报告题目：Mergers between on-demand service platforms: The impact on consumer surplus and labor welfare
报 告 人：芦涛（Erasmus University Assistant Professor）
主 持 人：傅科（中山大学岭南学院 教授）
This paper studies the impact of mergers between on-demand service platforms on consumer surplus and labor welfare. We analyze a game-theoretical model in which customers choose between platforms based on prices and expected waiting times, and agents base decisions about which platform to work for on wages and the probability of getting jobs. Driven by these two features, we find that mergers between on-demand service platforms have several welfare implications that have not been documented by previous research. While a merger reduces competition, we show that customers may benefit from a merger due to the risk-pooling effect and reduced waiting times; moreover, if customers are sufficiently sensitive to delay, this benefit can spill over to the labor force via cross-side network externalities. We further establish that a win-win-win outcome, in which merging firms, customers and agents are all better off, can always be achieved if the merged platform commits to certain ratios between prices and wages. This implies that antitrust agencies can enforce restrictions on the payout ratios to protect both consumers and agents. Finally, we illustrate our main insights by implementing our model in numerical experiments calibrated using real data from large on-demand ride-sharing platforms.

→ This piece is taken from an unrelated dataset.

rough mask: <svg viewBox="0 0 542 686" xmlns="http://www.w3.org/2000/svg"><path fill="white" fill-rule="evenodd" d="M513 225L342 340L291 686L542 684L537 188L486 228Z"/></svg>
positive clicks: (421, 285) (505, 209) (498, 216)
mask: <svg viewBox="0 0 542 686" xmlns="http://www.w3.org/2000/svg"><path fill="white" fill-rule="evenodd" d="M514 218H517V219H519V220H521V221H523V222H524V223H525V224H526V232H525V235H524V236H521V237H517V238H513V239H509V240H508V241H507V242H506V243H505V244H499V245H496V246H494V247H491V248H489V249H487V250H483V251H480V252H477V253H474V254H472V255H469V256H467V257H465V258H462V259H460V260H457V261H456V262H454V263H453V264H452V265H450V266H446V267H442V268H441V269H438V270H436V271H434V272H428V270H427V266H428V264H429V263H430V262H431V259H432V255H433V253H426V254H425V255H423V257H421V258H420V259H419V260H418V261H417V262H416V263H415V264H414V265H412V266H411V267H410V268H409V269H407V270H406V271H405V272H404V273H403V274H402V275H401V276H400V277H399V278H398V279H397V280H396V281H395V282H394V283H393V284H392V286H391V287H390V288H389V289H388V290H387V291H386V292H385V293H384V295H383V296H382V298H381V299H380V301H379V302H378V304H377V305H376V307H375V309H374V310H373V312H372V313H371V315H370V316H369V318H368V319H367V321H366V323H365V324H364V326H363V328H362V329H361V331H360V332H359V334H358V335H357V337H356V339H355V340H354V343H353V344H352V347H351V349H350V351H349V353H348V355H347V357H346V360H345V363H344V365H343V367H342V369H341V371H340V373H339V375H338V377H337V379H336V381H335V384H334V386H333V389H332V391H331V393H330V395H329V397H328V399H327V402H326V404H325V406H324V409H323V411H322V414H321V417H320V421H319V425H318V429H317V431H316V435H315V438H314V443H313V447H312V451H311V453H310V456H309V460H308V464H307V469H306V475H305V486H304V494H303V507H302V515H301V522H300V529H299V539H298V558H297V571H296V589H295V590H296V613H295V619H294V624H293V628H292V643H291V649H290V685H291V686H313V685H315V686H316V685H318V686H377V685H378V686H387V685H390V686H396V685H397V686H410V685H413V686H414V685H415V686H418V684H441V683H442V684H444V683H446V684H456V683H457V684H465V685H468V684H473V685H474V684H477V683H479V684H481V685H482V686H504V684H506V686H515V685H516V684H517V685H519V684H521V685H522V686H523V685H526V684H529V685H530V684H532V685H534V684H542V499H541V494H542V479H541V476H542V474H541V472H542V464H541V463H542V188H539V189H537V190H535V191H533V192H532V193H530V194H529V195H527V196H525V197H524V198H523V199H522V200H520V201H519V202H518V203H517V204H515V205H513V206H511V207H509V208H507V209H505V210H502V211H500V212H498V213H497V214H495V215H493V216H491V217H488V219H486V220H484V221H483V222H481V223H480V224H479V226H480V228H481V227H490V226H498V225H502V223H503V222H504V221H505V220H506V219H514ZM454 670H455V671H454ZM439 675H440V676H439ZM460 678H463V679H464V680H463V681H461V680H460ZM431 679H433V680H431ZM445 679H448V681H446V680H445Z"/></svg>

Tao Lu is an assistant professor at the Department of Technology and Operations Management, Rotterdam School of Management, Erasmus University. He holds a Ph.D. degree from the Department of Industrial Engineering and Logistics and Technology, Hong Kong University of Science and Technology. His research interests lie in the areas of supply chain management, ocean transport logistics, operations in the sharing economy. His work has been published (or forthcoming) in leading journals such as Manufacturing and Service and Operations Management, Operations Research and Production and Operations Management.